MANILA, Aug 27 (Reuters) - The Philippines’ Department of Environment and Natural Resources has approved an application by a company controlled by the president of food and drinks giant San Miguel for a large-scale mining permit, a senior official said on Wednesday.
The application by Agusan Petroleum and Mining Corp has been sent to the office of President Gloria Macapagal Arroyo for a final approval, the official said.
Agusan Petroleum, owned by San Miguel SMC.PSSMCB.PS president Ramon Ang, has applied for a financial and technical assistance agreement (FTAA), a contract allowing 100-percent foreign ownership of a mining project and is open to large projects with initial capital of at least $50 million.
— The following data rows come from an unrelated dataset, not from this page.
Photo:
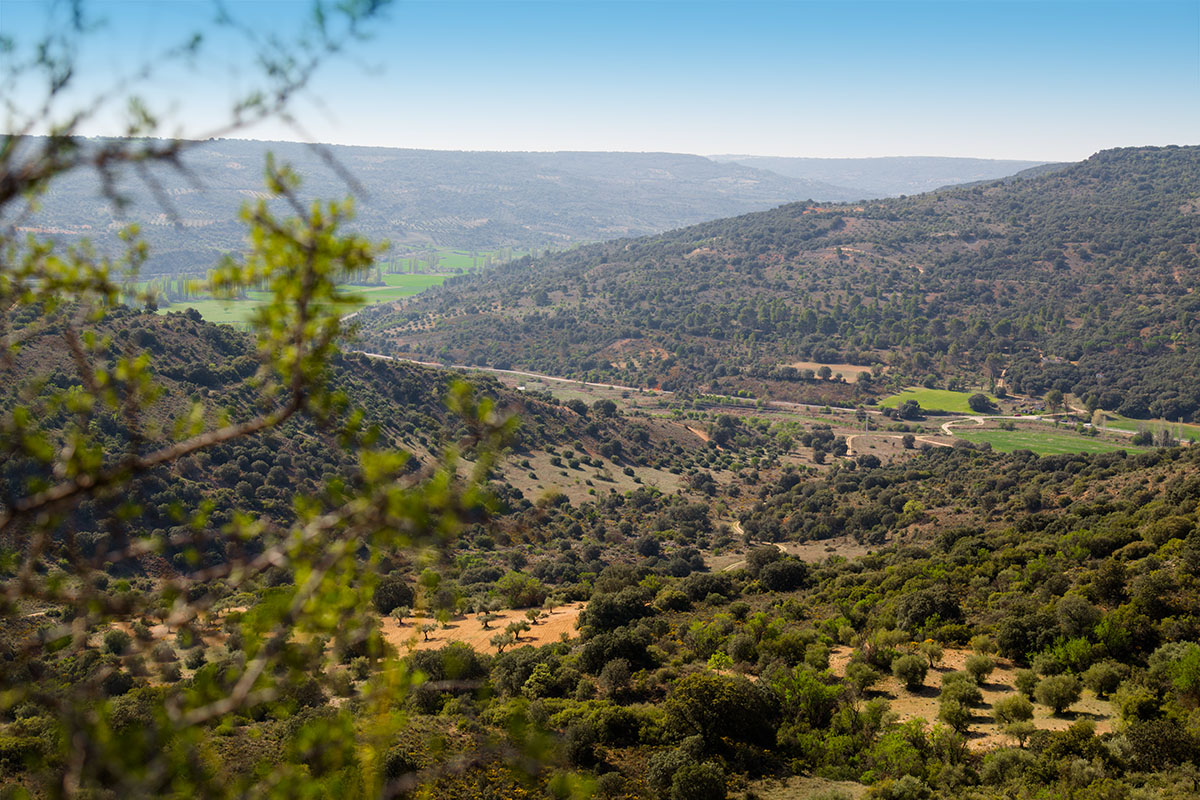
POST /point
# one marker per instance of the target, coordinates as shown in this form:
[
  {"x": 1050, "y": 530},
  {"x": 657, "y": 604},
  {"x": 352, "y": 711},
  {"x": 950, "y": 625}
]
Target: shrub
[
  {"x": 955, "y": 714},
  {"x": 1014, "y": 708},
  {"x": 1104, "y": 678},
  {"x": 960, "y": 686},
  {"x": 785, "y": 575},
  {"x": 117, "y": 642},
  {"x": 1002, "y": 765},
  {"x": 705, "y": 781},
  {"x": 979, "y": 667},
  {"x": 1059, "y": 692},
  {"x": 195, "y": 659},
  {"x": 393, "y": 591},
  {"x": 1026, "y": 681},
  {"x": 163, "y": 653}
]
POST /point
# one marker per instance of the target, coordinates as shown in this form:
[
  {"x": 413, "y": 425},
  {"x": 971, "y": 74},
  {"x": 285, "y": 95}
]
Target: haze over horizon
[{"x": 1009, "y": 79}]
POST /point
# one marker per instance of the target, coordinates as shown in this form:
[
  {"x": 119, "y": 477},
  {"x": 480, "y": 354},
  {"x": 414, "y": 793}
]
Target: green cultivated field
[
  {"x": 1188, "y": 432},
  {"x": 237, "y": 312},
  {"x": 1044, "y": 443},
  {"x": 934, "y": 400}
]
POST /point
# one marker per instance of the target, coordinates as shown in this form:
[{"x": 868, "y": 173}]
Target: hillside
[
  {"x": 477, "y": 200},
  {"x": 887, "y": 176},
  {"x": 1081, "y": 280}
]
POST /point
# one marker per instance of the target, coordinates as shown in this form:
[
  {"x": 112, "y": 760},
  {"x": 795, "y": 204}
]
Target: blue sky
[{"x": 1005, "y": 79}]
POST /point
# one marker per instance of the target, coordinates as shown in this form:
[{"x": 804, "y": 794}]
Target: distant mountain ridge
[
  {"x": 886, "y": 176},
  {"x": 1083, "y": 278},
  {"x": 417, "y": 198}
]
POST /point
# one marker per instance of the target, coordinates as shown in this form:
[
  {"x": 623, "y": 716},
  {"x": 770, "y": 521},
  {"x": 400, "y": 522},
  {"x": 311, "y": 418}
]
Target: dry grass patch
[{"x": 469, "y": 630}]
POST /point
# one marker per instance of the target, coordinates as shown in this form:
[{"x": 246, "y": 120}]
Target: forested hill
[
  {"x": 479, "y": 200},
  {"x": 215, "y": 366},
  {"x": 1083, "y": 280}
]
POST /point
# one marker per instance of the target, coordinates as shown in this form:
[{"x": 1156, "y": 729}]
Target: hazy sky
[{"x": 1005, "y": 79}]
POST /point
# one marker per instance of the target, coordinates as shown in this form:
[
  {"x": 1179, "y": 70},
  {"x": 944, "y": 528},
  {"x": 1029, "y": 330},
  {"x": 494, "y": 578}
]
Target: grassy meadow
[{"x": 934, "y": 400}]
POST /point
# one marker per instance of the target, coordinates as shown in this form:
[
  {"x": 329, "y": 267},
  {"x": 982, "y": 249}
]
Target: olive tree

The environment and natural resources department first approved Agusan’s FTAA proposal in early 2007, said Horacio Ramos, director of the Mines and Geosciences Bureau.
But the presidential palace sent it back to the agency for further review.
“It’s now (back) with the Office of the President,” Ramos told Reuters.
If it secures Arroyo’s approval, Agusan Petroleum will be the first company to win an FTAA since 1995 when the Philippines cleared a law allowing 100 percent foreign ownership of a mining venture, and only the third group to have such an agreement.
Agusan Petroleum is hoping to tap a potentially rich iron and copper reserve on the island of Mindoro, south of the capital Manila.
Ang, known as a dealmaker, has personal interests in real estate, construction, hotel operation, and engineering-related businesses.
He has steered San Miguel -- which dominates the local market for beer and processed meats -- to diversify into heavy industry, but the group has been unsuccessful so far in bids to enter the power and infrastructure sectors more than a year after it announced its plan for new non-allied ventures.
Ramos estimates that $1 billion will flow into the Philippine mining sector by the end of the year, bringing total investments to around $2.4 billion since the industry was liberalised in 2004.
The government is hoping this will rise to around $10 billion within the next three years.
About 50 applications for an FTAA are still pending, said Ramos.